Your mortgage rate helps determine how much you pay each month for the loan, as well as your total interest charges over the length of the mortgage. As you compare mortgage rates, here are some questions to consider:

What loan do you qualify for?

Different loan types carry different interest rates, so make sure you’re comparing apples to apples based on the type of mortgage you can be approved for. For example, adjustable-rate loans typically start with a lower rate than fixed-rate loans — though that could change after the initial period — and 15-year loans tend to come with lower rates than 30-year loans. There’s a difference, too, between the rates for loans for a single-family home versus a condo or other property types, or an investment property, vacation home or primary residence.

How much are you putting down?

The higher your down payment, the better your chances of scoring a lower interest rate. Instead of estimating during the preapproval process, make sure you know exactly how much you’re putting down so you can get an accurate quote from the lenders you’re considering.

What’s a “good” mortgage rate?

Because mortgage rates change daily, it can be hard to know if the rates you find are the lowest you could possibly get. Each day, Bankrate provides national average rates for a variety of loan types. You can use this information to judge whether an offer is a “good” one, or if there might be better choices out there.

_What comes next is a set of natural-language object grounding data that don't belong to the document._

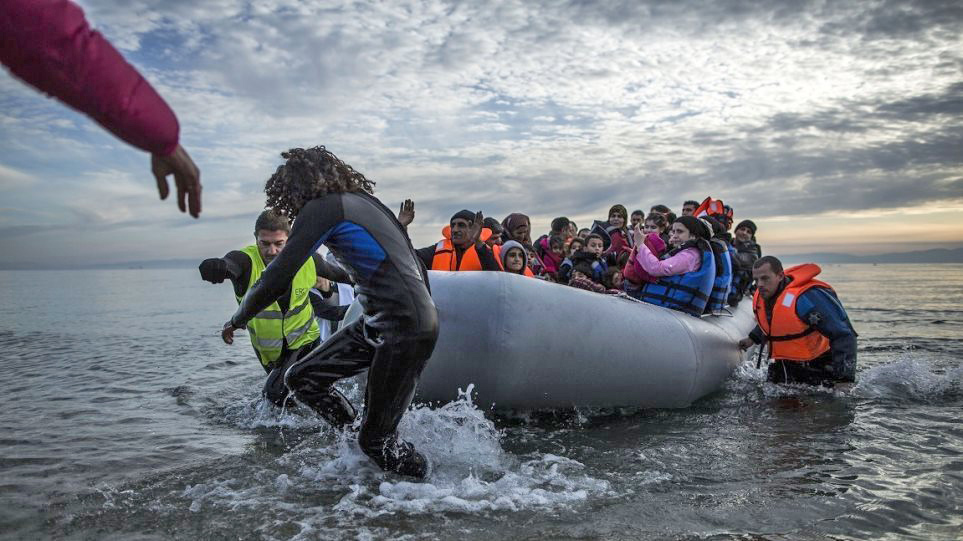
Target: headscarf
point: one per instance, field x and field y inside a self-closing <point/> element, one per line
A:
<point x="699" y="228"/>
<point x="620" y="210"/>
<point x="514" y="220"/>
<point x="463" y="214"/>
<point x="508" y="246"/>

Remember, though, that any actual rate offers you receive are based on your credit score, income and more. The more you shop around, the easier it will be to understand what a good rate is for your credit and financial profile.

What is the APR?

The terms “interest rate” and “APR” are often used interchangeably, but they’re not the same thing. Both are expressed as percentages, but the interest rate on a mortgage represents the interest charged on the loan principal, or the amount you’re borrowing. In contrast, the APR, or annual percentage rate, indicates the yearly cost of the loan, including the interest and some fees. The APR is a more accurate picture of your all-in cost, and is always higher than the interest rate.

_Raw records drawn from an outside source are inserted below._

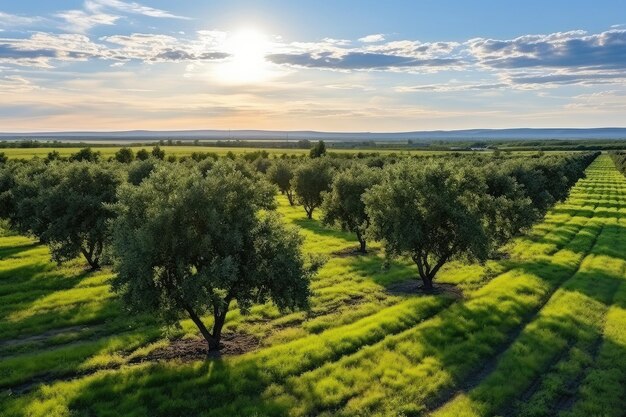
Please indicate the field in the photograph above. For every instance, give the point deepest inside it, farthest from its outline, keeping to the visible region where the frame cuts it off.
(539, 332)
(109, 151)
(27, 153)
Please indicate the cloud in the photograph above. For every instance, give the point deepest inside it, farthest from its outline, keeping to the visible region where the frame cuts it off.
(131, 8)
(399, 55)
(358, 61)
(41, 49)
(582, 78)
(81, 21)
(378, 37)
(107, 12)
(574, 50)
(11, 20)
(450, 87)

By law, lenders are required to disclose the APR on a loan offer, but they might only include some of the costs in the APR that’s advertised. You can ask what fees the lender factored into the APR and use that information when comparing your options.

What are the closing costs and fees?

Some lenders have flexibility when it comes to closing costs like the origination fee. Your lender might be able to waive a certain cost altogether, like the appraisal or application fees. It can be helpful to know this information when making your comparisons.

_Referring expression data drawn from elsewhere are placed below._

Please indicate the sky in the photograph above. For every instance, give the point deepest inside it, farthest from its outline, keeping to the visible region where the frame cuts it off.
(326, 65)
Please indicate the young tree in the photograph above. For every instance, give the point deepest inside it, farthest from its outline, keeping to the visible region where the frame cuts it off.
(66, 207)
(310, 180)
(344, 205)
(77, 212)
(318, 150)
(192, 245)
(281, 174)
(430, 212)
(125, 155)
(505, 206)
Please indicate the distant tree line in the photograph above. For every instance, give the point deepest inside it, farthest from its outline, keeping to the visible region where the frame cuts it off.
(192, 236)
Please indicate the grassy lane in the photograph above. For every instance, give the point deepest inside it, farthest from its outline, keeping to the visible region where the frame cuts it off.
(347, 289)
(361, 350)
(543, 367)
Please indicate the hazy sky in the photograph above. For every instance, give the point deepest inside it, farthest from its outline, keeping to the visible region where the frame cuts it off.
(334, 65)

Are you paying for mortgage points?

In some cases, the APR a lender quotes you includes mortgage points, optional fees you pay at closing in exchange for a lower interest rate. Each point usually costs 1 percent of the total loan amount and lowers your interest rate by 0.25 percent. Depending on how the math works out, it might not be worth paying points, so compare these scenarios carefully.

What’s your timeline?

Once you find a rate you like, you can lock it in so it won’t change as you shop for homes. Locked-in rates are typically valid for 30 to 60 days, but sometimes up to 120 days. However, if you’re not planning to close on a mortgage within that time, it might be best to continue to keep an eye on rates without taking the step to lock one in.

Have you already locked a rate?

If you’ve already locked in a rate, you can still continue to compare mortgage offers, but lenders typically won’t allow you to break the lock without paying a fee. If your lock doesn’t have a float-down provision, you won’t be able to take advantage of lower rates at all unless you restart the mortgage process with a new lender. Depending on the difference in rate, though, it can be worth it.

Note that if you’re working with a mortgage broker, the broker can do some of this work for you. Brokers work with a wholesale lender or multiple lenders to help you find the best possible rate. However, it’s also a good idea to do your own research so you can compare against what your broker provides.